Different containerd versions have different limitations too, those are highlighted in this section.

containerd 1.7

One limitation present in containerd 1.7 is that it needs to change the ownership of every file and directory inside the container image, during Pod startup. This means it has a storage overhead, as the size of the container image is duplicated each time a pod is created, and can significantly impact the container startup latency, as doing such a copy takes time too.

You can mitigate this limitation by switching /sys/module/overlay/parameters/metacopy to Y. This will significantly reduce the storage and performance overhead, as only the inode for each file of the container image will be duplicated, but not the content of the file. This means it will use less storage and it will be faster. However, it is not a panacea.

If you change the metacopy param, make sure to do it in a way that is persistent across reboots. You should also be aware that this setting will be used for all containers, not just containers with user namespaces enabled. This will affect all the snapshots that you take manually (if you happen to do that). In that case, make sure to use the same value of /sys/module/overlay/parameters/metacopy when creating and restoring the snapshot.

containerd 2.0 and above

The storage and latency limitation from containerd 1.7 are not present in container 2.0 and above, if you use the overlay snapshotter (this is used by default). It will not use more storage at all, and there is no startup latency.

This is achieved by using the kernel feature idmap mounts with the container rootfs (the container image). This allows an overlay file-system to expose the image with different UID/GID without copying the files nor the inodes, just using a bind-mount.

Containerd by default will refuse to create a container with user namespaces, if overlayfs is the snapshotter and the kernel running doesn't support idmap mounts for overlayfs. This is to make sure before falling back to the expensive chown (in terms of storage and pod startup latency), you understand the implications and decide to opt-in. Please read the containerd 1.7 limitations for an explanation of those.

If your kernel doesn't support idmap mounts for the overlayfs snapshotter, you will see an error like:

failed to create containerd container: snapshotter "overlayfs" doesn't support idmap mounts on this host, configure `slow_chown` to allow a slower and expensive fallback

Linux supports idmap mounts on an overlayfs since version 5.19.

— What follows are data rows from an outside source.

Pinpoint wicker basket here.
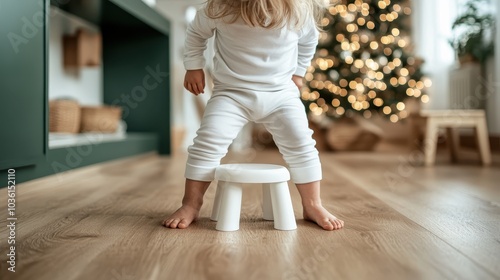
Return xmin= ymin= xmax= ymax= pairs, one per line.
xmin=49 ymin=100 xmax=81 ymax=133
xmin=80 ymin=106 xmax=122 ymax=133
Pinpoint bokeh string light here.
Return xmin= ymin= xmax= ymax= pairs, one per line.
xmin=301 ymin=0 xmax=432 ymax=122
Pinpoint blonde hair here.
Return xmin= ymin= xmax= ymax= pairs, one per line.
xmin=206 ymin=0 xmax=329 ymax=29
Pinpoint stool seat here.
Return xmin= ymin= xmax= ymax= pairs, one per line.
xmin=211 ymin=163 xmax=297 ymax=231
xmin=414 ymin=110 xmax=491 ymax=166
xmin=215 ymin=163 xmax=290 ymax=184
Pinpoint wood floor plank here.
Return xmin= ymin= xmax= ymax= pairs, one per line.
xmin=0 ymin=151 xmax=498 ymax=280
xmin=329 ymin=155 xmax=500 ymax=277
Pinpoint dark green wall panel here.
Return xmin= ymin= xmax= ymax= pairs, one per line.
xmin=103 ymin=26 xmax=171 ymax=154
xmin=0 ymin=0 xmax=47 ymax=169
xmin=0 ymin=134 xmax=158 ymax=188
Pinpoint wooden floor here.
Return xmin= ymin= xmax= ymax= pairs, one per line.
xmin=0 ymin=147 xmax=500 ymax=280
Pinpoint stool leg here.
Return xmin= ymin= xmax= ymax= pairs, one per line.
xmin=210 ymin=181 xmax=225 ymax=221
xmin=215 ymin=182 xmax=242 ymax=231
xmin=424 ymin=118 xmax=438 ymax=166
xmin=262 ymin=184 xmax=274 ymax=221
xmin=270 ymin=182 xmax=297 ymax=230
xmin=446 ymin=127 xmax=460 ymax=162
xmin=476 ymin=119 xmax=491 ymax=165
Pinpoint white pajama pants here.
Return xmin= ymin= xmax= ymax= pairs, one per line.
xmin=185 ymin=85 xmax=322 ymax=184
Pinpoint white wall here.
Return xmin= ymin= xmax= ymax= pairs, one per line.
xmin=49 ymin=8 xmax=102 ymax=105
xmin=411 ymin=0 xmax=460 ymax=109
xmin=486 ymin=0 xmax=500 ymax=136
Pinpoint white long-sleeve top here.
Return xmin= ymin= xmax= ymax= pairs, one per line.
xmin=184 ymin=9 xmax=319 ymax=91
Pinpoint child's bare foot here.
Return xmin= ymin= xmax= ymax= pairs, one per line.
xmin=163 ymin=205 xmax=200 ymax=229
xmin=303 ymin=202 xmax=344 ymax=230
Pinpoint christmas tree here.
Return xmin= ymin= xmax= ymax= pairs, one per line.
xmin=302 ymin=0 xmax=431 ymax=122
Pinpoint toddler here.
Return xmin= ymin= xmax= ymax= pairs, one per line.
xmin=163 ymin=0 xmax=344 ymax=230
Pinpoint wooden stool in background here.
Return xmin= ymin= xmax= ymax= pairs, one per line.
xmin=414 ymin=110 xmax=491 ymax=166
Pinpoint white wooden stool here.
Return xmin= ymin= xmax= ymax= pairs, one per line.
xmin=211 ymin=164 xmax=297 ymax=231
xmin=420 ymin=110 xmax=491 ymax=166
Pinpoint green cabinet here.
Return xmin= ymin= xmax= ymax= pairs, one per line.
xmin=0 ymin=0 xmax=170 ymax=188
xmin=0 ymin=0 xmax=47 ymax=170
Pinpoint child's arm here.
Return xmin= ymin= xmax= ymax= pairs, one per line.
xmin=294 ymin=19 xmax=319 ymax=77
xmin=184 ymin=9 xmax=215 ymax=95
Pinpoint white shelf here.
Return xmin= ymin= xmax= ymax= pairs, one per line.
xmin=49 ymin=132 xmax=127 ymax=150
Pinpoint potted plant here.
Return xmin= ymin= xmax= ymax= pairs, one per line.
xmin=449 ymin=0 xmax=495 ymax=64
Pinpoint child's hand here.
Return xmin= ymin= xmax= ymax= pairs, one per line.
xmin=292 ymin=75 xmax=304 ymax=90
xmin=184 ymin=69 xmax=205 ymax=95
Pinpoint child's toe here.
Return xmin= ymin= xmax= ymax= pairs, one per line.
xmin=170 ymin=219 xmax=180 ymax=228
xmin=321 ymin=220 xmax=335 ymax=230
xmin=177 ymin=219 xmax=189 ymax=229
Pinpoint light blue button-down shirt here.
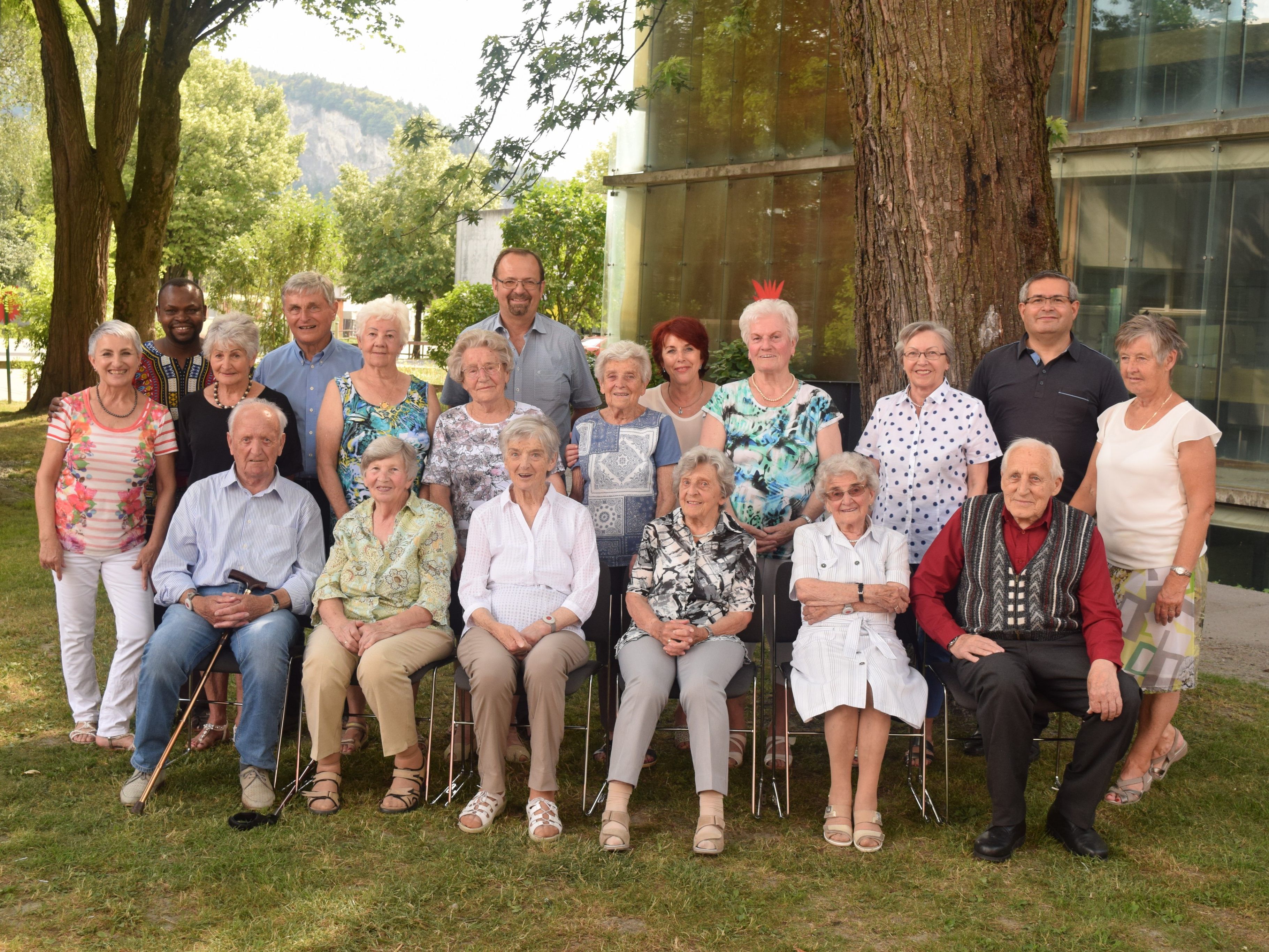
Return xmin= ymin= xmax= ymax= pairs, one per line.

You can opt-in for the slow chown by adding the slow_chown field to your config in the overlayfs snapshotter section, like this:

  [plugins."io.containerd.snapshotter.v1.overlayfs"]
    slow_chown = true

Note that only overlayfs users need to opt-in for the slow chown, as it as it is the only one that containerd provides a better option (only the overlayfs snapshotter supports idmap mounts in containerd). If you use another snapshotter, you will fall-back to the expensive chown without the need to opt-in.

That being said, you can double check if your container is using idmap mounts for the container image if you create a pod with user namespaces, exec into it and run:

mount | grep overlay

You should see a reference to the idmap mount in the lowerdir parameter, in this case we can see idmapped used there:

overlay on / type overlay (rw,relatime,lowerdir=/tmp/ovl-idmapped823885363/0,upperdir=/var/lib/containerd/io.containerd.snapshotter.v1.overlayfs/snapshots/1018/fs,workdir=/var/lib/containerd/io.containerd.snapshotter.v1.overlayfs/snapshots/1018/work)

Creating a container with user namespaces with ctr

You can also create a container with user namespaces using ctr. This is more low-level, be warned.

Create an OCI bundle as explained here. Then, change the UID/GID to 65536:

sudo chown -R 65536:65536 rootfs/

Copy this config.json and replace XXX-path-to-rootfs with the absolute path to the rootfs you just chowned.

Then create and start the container with:

sudo ctr create --config <path>/config.json userns-test
sudo ctr t start userns-test

This will open a shell inside the container. You can run this, to verify you are inside a user namespace:

root@runc:/# cat /proc/self/uid_map
         0      65536      65536

The output should be exactly the same.